Under what conditions, the Duma deputy asks, can representatives of one generation give place to those of another? Or, as this question is posed by Russian realities, “under what conditions can the elite retire with security?” Russian history in the 20th century, he says, is “an example of the incorrect answer to this task.”
During that century, he says, “there was not a single generation of the elite [in Russia] which retired voluntarily and was not killed, imprisoned, exiled or – in the best case – cast aside with contempt.” Indeed, “every 20 to 25 years, the entire elite in practice was reset and began again from a blank slate,” a pattern that has kept Russia from evolving.
The 1917 revolution and Stalin’s times provide the clearest evidence of this, Gudkov suggests, but perestroika has the same effect, casting into the outer darkness people who had played a central role in the country only a few years earlier. “Who, besides elderly members of the KPRF now recalls Yegor Ligachev?”
Every leader and every elite imagines itself as immortal, but in fact, the evidence in Russia is that few leaders can do anything to maintain their influence or hand it off to their children, the Duma deputy and commentator writes. Consider for example the case of the offspring of the Soviet elite.
Stalin’s granddaughter owns a store in Portland, Khrushchev’s son is a scholar in America, Suslov’s daughter lives in Austria, and a relative of Brezhnev’s lives in California, he points out.
“Do any of the current people deciding the fate of the country think that everything will be otherwise with them?” Gudkov asks rhetorically. Do they think they will go on and on like the Kims in North Korea? There is little reason for them to think so, and that explains their fear of taking the first step toward change.

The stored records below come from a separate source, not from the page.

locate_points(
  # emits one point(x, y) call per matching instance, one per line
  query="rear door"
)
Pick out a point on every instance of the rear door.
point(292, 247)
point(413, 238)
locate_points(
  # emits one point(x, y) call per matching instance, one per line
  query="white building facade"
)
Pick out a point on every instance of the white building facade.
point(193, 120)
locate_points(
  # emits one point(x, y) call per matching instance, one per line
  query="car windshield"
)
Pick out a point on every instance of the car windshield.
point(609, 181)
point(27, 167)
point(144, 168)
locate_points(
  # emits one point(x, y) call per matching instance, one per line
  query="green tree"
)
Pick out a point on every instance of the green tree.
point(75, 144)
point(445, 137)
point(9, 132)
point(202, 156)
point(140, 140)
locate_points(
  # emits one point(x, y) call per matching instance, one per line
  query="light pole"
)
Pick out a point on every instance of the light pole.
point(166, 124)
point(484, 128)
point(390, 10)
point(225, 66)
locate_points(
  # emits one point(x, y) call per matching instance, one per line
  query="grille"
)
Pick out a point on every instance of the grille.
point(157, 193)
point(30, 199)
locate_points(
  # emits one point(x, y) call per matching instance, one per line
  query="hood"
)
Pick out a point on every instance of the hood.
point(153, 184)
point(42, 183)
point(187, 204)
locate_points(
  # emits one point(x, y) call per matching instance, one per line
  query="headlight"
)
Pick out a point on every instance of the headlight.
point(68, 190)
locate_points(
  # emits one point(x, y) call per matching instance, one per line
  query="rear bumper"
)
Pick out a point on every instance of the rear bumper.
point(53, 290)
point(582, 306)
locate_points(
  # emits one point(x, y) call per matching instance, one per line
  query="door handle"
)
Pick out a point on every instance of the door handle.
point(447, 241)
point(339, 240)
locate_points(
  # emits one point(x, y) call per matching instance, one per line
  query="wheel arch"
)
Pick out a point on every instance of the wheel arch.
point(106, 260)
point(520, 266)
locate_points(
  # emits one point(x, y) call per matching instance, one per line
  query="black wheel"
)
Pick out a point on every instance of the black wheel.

Members of Russian elites can see how different things are in the West where political dynasties are the norm and where those who served in office often retain influence and standing long after they leave it. But few of them recognize the reason that this is the case: in the West, the elites rely on the people as their source of power.
In the Russian system, on the other hand, “the people have never been the source of power.” Instead, power has been based in arms (“in bad times”) or on oil (in better ones), “but this does not have any relationship to people, and that means there is not feedback loop.” Consequently, when the chosen resource runs out, so too does power.
There is an obvious and simple conclusion from this, Gudkov suggests. “If the current elite wants to preserve itself, it must change” the basis of its power and rely on the support of the people via a democratic process. Only if it moves in that direction, he says, can the elite hope to peacefully stay in power and, when the time comes, peacefully and with dignity, exit it
If Russian elites don’t decide to move in that direction, he says. “the days of the current era are already numbered” not just for the supreme leader but for the elites around him.